L’audience solennelle du tribunal judiciaire de Belfort – la nouvelle appellation de la juridiction – s’est tenue dans un climat singulier, lundi. Les avocats ont manifesté et boycotté l’audience.
L’audience solennelle du tribunal judiciaire de Belfort – la nouvelle appellation de la juridiction – s’est tenue dans un climat singulier, lundi. Les avocats ont manifesté et boycotté l’audience. Le procureur de la République, puis le président du tribunal, sont revenus sur la philosophie de cet espace hors du temps. Deux lectures de la société. Comme un symbole de ses fractures.

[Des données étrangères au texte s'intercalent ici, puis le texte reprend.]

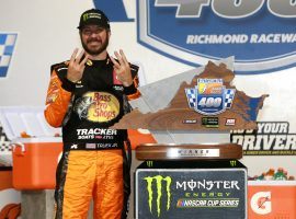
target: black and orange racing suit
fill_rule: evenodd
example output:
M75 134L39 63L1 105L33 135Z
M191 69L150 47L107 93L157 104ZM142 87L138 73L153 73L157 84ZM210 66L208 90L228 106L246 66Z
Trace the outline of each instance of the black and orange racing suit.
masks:
M45 117L62 127L64 153L57 168L56 219L86 218L93 199L93 218L126 218L130 193L127 131L110 129L139 95L134 83L124 88L113 64L89 60L82 79L67 80L68 64L52 66ZM129 157L130 158L130 157Z

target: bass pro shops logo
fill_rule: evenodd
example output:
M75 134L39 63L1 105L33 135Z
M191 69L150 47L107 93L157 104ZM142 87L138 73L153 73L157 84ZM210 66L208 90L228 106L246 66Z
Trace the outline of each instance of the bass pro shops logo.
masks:
M172 178L170 176L156 175L147 176L144 180L147 182L149 210L153 214L156 208L157 216L160 217L163 204L167 211L171 206Z
M295 66L296 5L280 0L138 0L138 42L192 66L235 56L237 73Z

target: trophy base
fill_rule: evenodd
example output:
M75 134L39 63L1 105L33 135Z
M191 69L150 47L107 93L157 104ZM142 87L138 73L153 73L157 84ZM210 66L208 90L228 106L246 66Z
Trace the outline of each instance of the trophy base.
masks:
M163 145L144 143L136 149L138 160L238 160L242 158L242 146L217 145Z

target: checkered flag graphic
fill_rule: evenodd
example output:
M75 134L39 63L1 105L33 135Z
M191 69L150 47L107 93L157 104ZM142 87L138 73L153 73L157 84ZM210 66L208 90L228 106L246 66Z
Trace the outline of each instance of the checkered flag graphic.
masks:
M3 128L0 124L0 153L11 151L10 141L7 138L7 135L3 131Z
M225 90L225 103L224 103L225 108L231 107L232 101L235 99L235 94L236 94L236 89Z
M0 77L5 77L8 73L16 36L18 34L0 33Z
M195 89L185 89L189 106L195 108L196 106L196 90Z

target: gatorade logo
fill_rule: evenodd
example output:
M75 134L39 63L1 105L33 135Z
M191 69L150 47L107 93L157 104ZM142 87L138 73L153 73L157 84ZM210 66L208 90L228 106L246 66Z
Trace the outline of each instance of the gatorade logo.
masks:
M166 205L167 211L171 206L172 178L170 176L156 175L147 176L144 180L147 182L148 205L150 212L153 214L153 208L156 208L157 216L160 217L162 205Z
M251 198L251 208L258 215L267 215L272 211L271 192L259 192Z

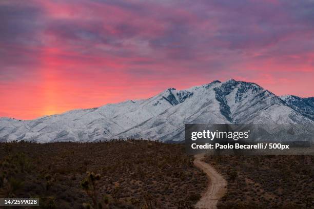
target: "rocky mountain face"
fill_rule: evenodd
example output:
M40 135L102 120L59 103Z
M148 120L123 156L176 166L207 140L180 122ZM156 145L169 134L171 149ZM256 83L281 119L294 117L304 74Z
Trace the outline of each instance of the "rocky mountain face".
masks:
M32 120L0 118L0 141L49 142L116 138L181 141L185 123L314 126L313 97L279 97L233 79L170 88L140 100L75 110Z

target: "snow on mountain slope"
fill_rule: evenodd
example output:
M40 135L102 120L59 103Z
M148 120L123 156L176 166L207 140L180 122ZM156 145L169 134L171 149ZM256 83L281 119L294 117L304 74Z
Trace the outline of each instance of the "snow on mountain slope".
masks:
M185 90L169 88L147 99L75 110L35 120L1 118L0 141L44 143L128 137L180 141L184 139L185 123L312 126L311 98L280 98L256 83L215 80Z
M303 98L296 96L285 95L280 98L288 106L314 120L314 97Z

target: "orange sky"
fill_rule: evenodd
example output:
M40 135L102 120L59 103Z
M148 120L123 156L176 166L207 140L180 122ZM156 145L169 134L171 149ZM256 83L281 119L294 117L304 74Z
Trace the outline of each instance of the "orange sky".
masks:
M32 119L230 78L314 95L314 4L0 2L0 117Z

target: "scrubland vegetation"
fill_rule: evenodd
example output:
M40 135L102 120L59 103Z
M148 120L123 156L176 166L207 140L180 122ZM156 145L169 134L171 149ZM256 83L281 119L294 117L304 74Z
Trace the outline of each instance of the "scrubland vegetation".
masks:
M314 156L207 156L228 181L218 208L314 208Z
M207 179L182 144L0 143L0 198L42 208L192 208Z

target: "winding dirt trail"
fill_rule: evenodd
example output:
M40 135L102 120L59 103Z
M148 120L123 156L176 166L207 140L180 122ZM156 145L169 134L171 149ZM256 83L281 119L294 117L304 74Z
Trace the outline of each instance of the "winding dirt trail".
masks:
M206 191L195 206L200 209L215 209L218 200L226 192L227 181L212 166L202 161L204 155L200 154L194 156L194 164L202 170L209 179Z

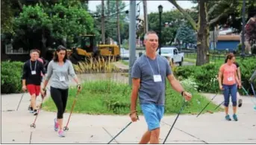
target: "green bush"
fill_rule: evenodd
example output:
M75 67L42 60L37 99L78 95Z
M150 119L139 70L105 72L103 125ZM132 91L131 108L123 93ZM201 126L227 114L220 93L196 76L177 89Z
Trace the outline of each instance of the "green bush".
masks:
M190 81L192 80L184 80L181 83L186 88L191 84L196 86L195 83ZM184 99L180 93L171 88L169 83L166 87L165 112L166 114L177 113L182 106ZM74 112L94 115L128 115L130 112L131 88L128 84L111 80L87 81L82 84L82 91L78 96ZM186 90L191 92L193 97L191 101L188 102L182 113L198 113L209 100L195 90L190 88ZM71 87L66 106L67 112L71 110L75 93L76 88ZM137 101L137 109L141 114L139 98ZM214 104L210 103L207 109L213 111L215 107ZM56 111L55 104L51 97L44 103L43 109Z
M1 62L1 94L21 92L22 67L22 62Z
M256 59L246 58L243 60L239 59L237 62L240 65L242 85L245 88L247 88L250 93L252 93L248 80L256 68ZM190 65L177 67L174 71L174 74L179 80L187 79L189 77L194 78L196 83L199 86L199 91L216 93L219 91L219 83L216 77L218 76L219 67L223 63L210 63L202 66ZM240 90L240 91L241 93L243 92L242 90Z

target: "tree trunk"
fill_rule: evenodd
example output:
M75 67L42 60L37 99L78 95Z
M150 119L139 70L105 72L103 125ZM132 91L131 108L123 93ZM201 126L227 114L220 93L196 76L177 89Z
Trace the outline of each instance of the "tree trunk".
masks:
M143 1L143 11L144 11L144 33L149 31L149 24L148 24L148 9L147 9L147 1Z
M196 65L209 62L209 26L207 25L207 1L200 0L199 31L197 33L197 57Z
M120 26L119 26L119 1L116 0L116 24L117 24L117 41L118 46L120 48L121 39L120 39Z
M46 41L47 39L46 38L46 35L45 35L45 31L44 30L43 30L42 32L42 44L43 44L43 47L41 48L41 57L43 57L43 58L46 57Z
M105 28L104 28L104 0L102 0L102 44L105 44Z

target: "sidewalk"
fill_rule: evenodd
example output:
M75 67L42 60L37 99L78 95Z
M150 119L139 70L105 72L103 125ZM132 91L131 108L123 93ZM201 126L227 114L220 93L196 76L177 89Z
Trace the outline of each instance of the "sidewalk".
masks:
M21 94L1 95L1 144L107 144L129 122L128 116L72 114L66 138L59 138L53 129L56 114L42 111L31 128L35 116L28 113L29 95L25 94L16 111ZM211 98L214 94L205 94ZM222 95L213 100L222 101ZM256 112L251 99L243 97L238 108L239 121L226 121L224 113L180 115L166 144L256 144ZM7 110L13 110L7 112ZM64 115L66 124L69 114ZM161 122L162 144L176 115L165 115ZM146 130L143 116L132 123L112 144L137 144Z

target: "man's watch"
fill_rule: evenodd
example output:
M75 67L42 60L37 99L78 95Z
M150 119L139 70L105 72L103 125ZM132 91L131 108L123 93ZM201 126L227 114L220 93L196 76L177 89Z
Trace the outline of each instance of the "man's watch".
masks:
M183 96L184 91L181 91L181 96Z

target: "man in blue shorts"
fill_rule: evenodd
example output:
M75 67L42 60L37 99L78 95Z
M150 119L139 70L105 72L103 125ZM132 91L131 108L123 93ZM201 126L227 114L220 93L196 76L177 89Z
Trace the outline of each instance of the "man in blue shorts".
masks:
M136 103L139 94L140 108L148 125L148 130L139 144L159 144L160 122L163 116L166 77L172 88L187 100L192 95L185 91L172 73L167 59L157 55L158 36L149 31L144 36L146 54L138 58L131 70L132 92L130 117L137 120Z

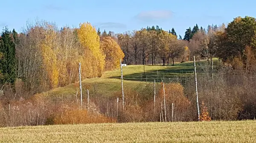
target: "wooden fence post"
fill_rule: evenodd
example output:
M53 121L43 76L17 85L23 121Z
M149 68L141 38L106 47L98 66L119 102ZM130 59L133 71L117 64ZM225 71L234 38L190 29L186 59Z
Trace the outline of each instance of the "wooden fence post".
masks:
M79 82L80 83L80 97L81 97L81 108L82 106L82 83L81 81L81 63L79 63Z
M124 95L124 88L123 86L123 79L122 79L122 62L121 59L120 59L120 67L121 67L121 84L122 86L122 100L123 109L125 110L125 95Z
M163 80L162 80L162 82L163 82L163 105L164 106L164 119L165 121L166 121L166 104L165 104L165 92L164 90L164 85L163 84Z
M195 56L194 56L194 76L195 76L195 95L196 96L196 105L197 107L198 111L198 120L200 121L200 113L199 111L199 105L198 104L198 94L197 90L197 80L196 79L196 70L195 68Z
M89 90L87 89L87 106L88 106L88 108L89 108Z
M156 114L156 80L154 80L154 114Z

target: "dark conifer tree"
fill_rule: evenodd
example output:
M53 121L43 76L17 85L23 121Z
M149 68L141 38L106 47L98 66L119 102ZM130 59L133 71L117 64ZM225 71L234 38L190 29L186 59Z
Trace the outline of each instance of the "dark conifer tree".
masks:
M14 31L16 32L15 31ZM0 38L0 54L1 55L0 60L0 71L1 73L0 82L2 83L7 82L13 84L16 79L15 48L11 34L11 32L6 27Z

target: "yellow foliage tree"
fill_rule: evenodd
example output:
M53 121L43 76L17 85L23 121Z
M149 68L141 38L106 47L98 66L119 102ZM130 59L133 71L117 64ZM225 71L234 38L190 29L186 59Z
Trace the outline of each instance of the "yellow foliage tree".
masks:
M104 37L100 46L106 55L105 70L111 70L118 67L120 59L122 59L125 54L117 43L110 36Z
M55 47L54 41L56 33L50 25L47 25L45 31L45 39L42 42L41 48L44 62L43 67L47 71L49 89L55 88L58 85L58 71L57 65L56 54L53 48ZM47 83L45 83L47 84Z
M85 48L84 51L85 52L87 49L89 50L94 57L93 59L91 59L92 60L90 62L87 62L84 59L84 61L86 63L82 63L82 66L86 66L87 64L91 64L92 68L87 70L93 70L92 71L96 73L98 77L101 76L104 70L105 56L100 48L99 37L97 34L95 28L87 22L80 24L80 28L77 31L78 39ZM95 69L96 70L93 69ZM88 71L85 72L88 72Z

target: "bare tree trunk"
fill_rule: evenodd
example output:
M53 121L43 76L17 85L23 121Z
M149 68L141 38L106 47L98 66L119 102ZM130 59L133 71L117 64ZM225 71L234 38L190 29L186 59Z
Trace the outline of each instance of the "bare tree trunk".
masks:
M162 79L162 81L163 82L163 105L164 106L164 119L165 121L166 121L166 107L165 104L165 92L164 91L164 85L163 84L163 80Z
M211 61L212 61L212 79L213 81L213 60L212 60L212 58L211 58Z
M156 80L154 80L154 114L156 114Z
M136 102L135 103L135 105L137 106L137 99L138 99L138 93L137 93L137 95L136 96Z
M89 90L87 90L87 107L88 108L89 108Z
M81 81L81 63L79 63L79 82L80 83L80 96L81 101L81 108L82 108L82 83Z
M198 94L197 90L197 81L196 79L196 70L195 68L195 56L194 56L194 75L195 75L195 94L196 95L196 105L197 107L198 111L198 120L200 121L200 113L199 111L199 105L198 104Z
M123 86L123 80L122 80L122 62L121 59L120 59L120 67L121 67L121 84L122 86L122 100L123 109L125 110L125 96L124 95L124 88Z
M151 53L151 56L152 58L152 65L154 65L154 53Z
M118 101L119 98L116 98L116 118L118 118Z
M173 103L172 103L172 122L173 122L173 107L174 104Z
M161 122L161 112L160 112L160 122Z
M9 115L10 116L10 121L11 121L11 105L9 104Z
M163 122L163 101L161 101L161 112L162 112L162 121Z

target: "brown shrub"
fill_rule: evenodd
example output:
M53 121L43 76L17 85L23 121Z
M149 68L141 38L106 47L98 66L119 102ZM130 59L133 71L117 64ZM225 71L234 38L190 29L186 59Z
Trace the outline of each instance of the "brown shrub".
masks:
M163 83L162 84L163 84ZM174 103L174 116L175 116L174 120L176 121L185 121L190 102L184 94L183 87L179 83L170 83L165 84L164 87L167 120L172 121L172 103ZM163 101L163 112L164 108L163 88L160 90L157 98L157 105L158 109L157 115L158 115L161 112L161 101Z
M204 104L204 101L202 102L201 105L201 114L199 116L201 121L212 121L211 117L209 116L208 109Z
M86 109L79 108L64 109L56 115L54 121L55 124L116 123L116 121L114 118L90 112Z

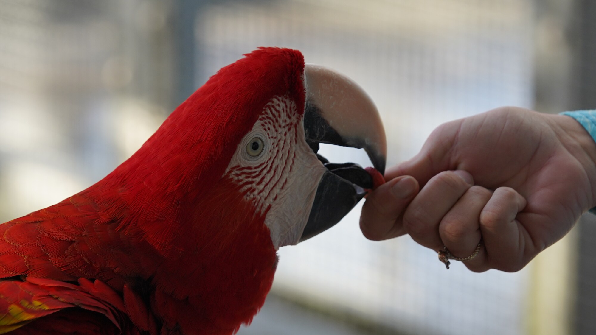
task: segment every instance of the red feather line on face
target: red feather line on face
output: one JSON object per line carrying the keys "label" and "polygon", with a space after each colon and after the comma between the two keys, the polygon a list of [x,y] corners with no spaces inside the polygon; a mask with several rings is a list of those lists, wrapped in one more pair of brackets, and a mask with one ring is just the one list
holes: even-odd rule
{"label": "red feather line on face", "polygon": [[[256,213],[222,176],[273,97],[288,97],[303,113],[303,70],[295,50],[246,55],[105,178],[0,225],[0,327],[13,317],[35,320],[19,331],[37,324],[60,333],[76,327],[65,321],[70,317],[114,331],[129,325],[151,333],[154,325],[172,334],[224,334],[249,322],[271,287],[277,256],[265,212]],[[34,311],[39,297],[50,315]],[[13,303],[29,314],[13,315]]]}

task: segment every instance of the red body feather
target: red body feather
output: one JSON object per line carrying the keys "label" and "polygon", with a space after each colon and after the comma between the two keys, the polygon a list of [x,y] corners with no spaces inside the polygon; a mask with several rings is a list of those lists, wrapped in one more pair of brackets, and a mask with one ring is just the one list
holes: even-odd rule
{"label": "red body feather", "polygon": [[277,255],[264,214],[223,176],[271,98],[303,111],[303,69],[297,51],[247,55],[105,178],[0,225],[0,333],[22,321],[14,331],[224,334],[250,322]]}

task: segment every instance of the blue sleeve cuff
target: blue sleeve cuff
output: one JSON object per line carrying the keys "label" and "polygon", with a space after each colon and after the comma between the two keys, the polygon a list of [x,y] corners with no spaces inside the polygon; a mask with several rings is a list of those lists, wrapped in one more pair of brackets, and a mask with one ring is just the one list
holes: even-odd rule
{"label": "blue sleeve cuff", "polygon": [[[579,122],[596,142],[596,110],[578,110],[576,111],[564,111],[561,115],[570,116]],[[596,207],[589,210],[589,212],[596,215]]]}

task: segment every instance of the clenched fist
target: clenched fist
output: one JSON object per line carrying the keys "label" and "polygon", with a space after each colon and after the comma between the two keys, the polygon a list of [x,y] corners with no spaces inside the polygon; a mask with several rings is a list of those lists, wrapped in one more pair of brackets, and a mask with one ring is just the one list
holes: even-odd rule
{"label": "clenched fist", "polygon": [[388,169],[360,227],[446,247],[473,271],[522,269],[596,206],[596,144],[575,119],[501,107],[437,128]]}

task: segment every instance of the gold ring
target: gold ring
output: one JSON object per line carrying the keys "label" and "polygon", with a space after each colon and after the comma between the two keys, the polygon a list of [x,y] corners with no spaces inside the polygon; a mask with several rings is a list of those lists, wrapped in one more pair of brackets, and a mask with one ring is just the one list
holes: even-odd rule
{"label": "gold ring", "polygon": [[451,252],[449,251],[447,247],[443,246],[443,250],[439,252],[439,260],[445,263],[445,266],[449,269],[449,266],[451,263],[449,261],[449,259],[453,259],[454,260],[459,260],[460,262],[467,262],[468,260],[471,260],[474,259],[474,258],[478,256],[478,253],[480,251],[480,247],[482,246],[482,241],[480,241],[480,243],[476,246],[476,249],[474,250],[474,252],[468,257],[455,257],[451,253]]}

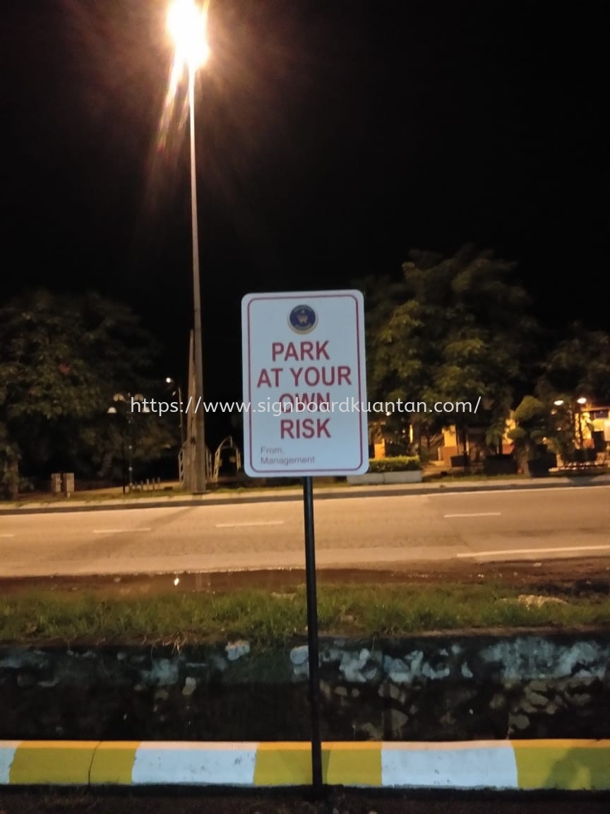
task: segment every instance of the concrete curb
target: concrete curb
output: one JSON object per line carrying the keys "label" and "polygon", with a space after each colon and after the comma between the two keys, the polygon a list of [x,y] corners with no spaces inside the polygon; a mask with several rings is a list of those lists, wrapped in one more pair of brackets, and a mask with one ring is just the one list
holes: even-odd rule
{"label": "concrete curb", "polygon": [[[454,484],[406,484],[401,486],[350,486],[346,488],[333,488],[314,489],[314,497],[319,500],[333,500],[336,498],[350,497],[412,497],[416,495],[460,494],[472,492],[507,492],[514,489],[548,489],[566,488],[610,486],[610,475],[597,475],[593,478],[548,478],[534,479],[531,481],[502,481],[501,483]],[[0,505],[0,516],[2,514],[37,514],[79,511],[112,511],[116,509],[164,509],[173,506],[184,509],[189,506],[201,505],[229,505],[231,504],[244,503],[268,503],[290,502],[303,500],[301,489],[272,490],[265,489],[258,494],[234,494],[226,497],[216,497],[214,492],[204,496],[190,497],[165,497],[146,498],[137,500],[109,500],[99,502],[89,502],[70,498],[69,505],[62,504],[30,504],[22,506],[10,504],[6,507]]]}
{"label": "concrete curb", "polygon": [[[304,786],[310,750],[307,742],[0,741],[0,786]],[[327,786],[610,790],[610,740],[329,742],[322,764]]]}

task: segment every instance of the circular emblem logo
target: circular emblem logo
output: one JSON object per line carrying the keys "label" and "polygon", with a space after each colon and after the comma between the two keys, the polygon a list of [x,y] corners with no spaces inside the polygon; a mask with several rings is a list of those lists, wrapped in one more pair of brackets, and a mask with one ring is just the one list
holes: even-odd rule
{"label": "circular emblem logo", "polygon": [[318,322],[318,315],[311,305],[295,305],[288,315],[288,324],[298,334],[308,334]]}

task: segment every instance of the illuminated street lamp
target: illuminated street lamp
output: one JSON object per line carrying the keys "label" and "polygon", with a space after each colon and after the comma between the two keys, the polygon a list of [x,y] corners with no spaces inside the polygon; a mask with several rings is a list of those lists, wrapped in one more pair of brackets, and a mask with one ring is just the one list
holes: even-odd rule
{"label": "illuminated street lamp", "polygon": [[[176,46],[175,68],[189,73],[190,124],[190,220],[193,235],[193,302],[195,357],[194,403],[203,399],[203,361],[201,330],[199,238],[197,225],[197,164],[195,160],[195,75],[209,55],[207,40],[207,5],[194,0],[174,0],[168,10],[168,28]],[[203,409],[195,414],[195,478],[194,492],[206,491],[206,440]]]}

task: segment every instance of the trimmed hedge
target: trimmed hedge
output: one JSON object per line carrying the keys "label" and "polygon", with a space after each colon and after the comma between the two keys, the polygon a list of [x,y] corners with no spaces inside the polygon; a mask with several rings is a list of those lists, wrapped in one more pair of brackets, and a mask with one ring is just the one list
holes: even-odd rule
{"label": "trimmed hedge", "polygon": [[421,462],[416,455],[408,457],[398,455],[395,457],[371,458],[368,462],[369,472],[413,472],[421,469]]}

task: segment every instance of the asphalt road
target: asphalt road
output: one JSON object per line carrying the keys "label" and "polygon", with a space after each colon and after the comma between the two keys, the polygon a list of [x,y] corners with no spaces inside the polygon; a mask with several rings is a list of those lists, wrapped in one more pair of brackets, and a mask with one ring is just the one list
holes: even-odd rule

Les avocats ont dressé une haie d’honneur dans l’escalier qui mène à la salle d’audience du tribunal judiciaire de Belfort, ce lundi après-midi. Sur leur bouche, ils ont scotché du ruban adhésif rouge. Ils regrettent d’être réduit au silence, alors que se tient la traditionnelle audience solennelle du tribunal judiciaire de Belfort. Le malaise est certain. Les avocats du barreau de Belfort sont en grève depuis le 6 janvier, dans le cadre du mouvement de contestation de la réforme des retraites. Ils déplorent également de ne pas avoir la parole à l’occasion de cette audience solennelle. « Comme de coutume », certifie la bâtonnière, maître Alexandra Mougin. L’an passé, cette pratique n’avait pas non plus été autorisée.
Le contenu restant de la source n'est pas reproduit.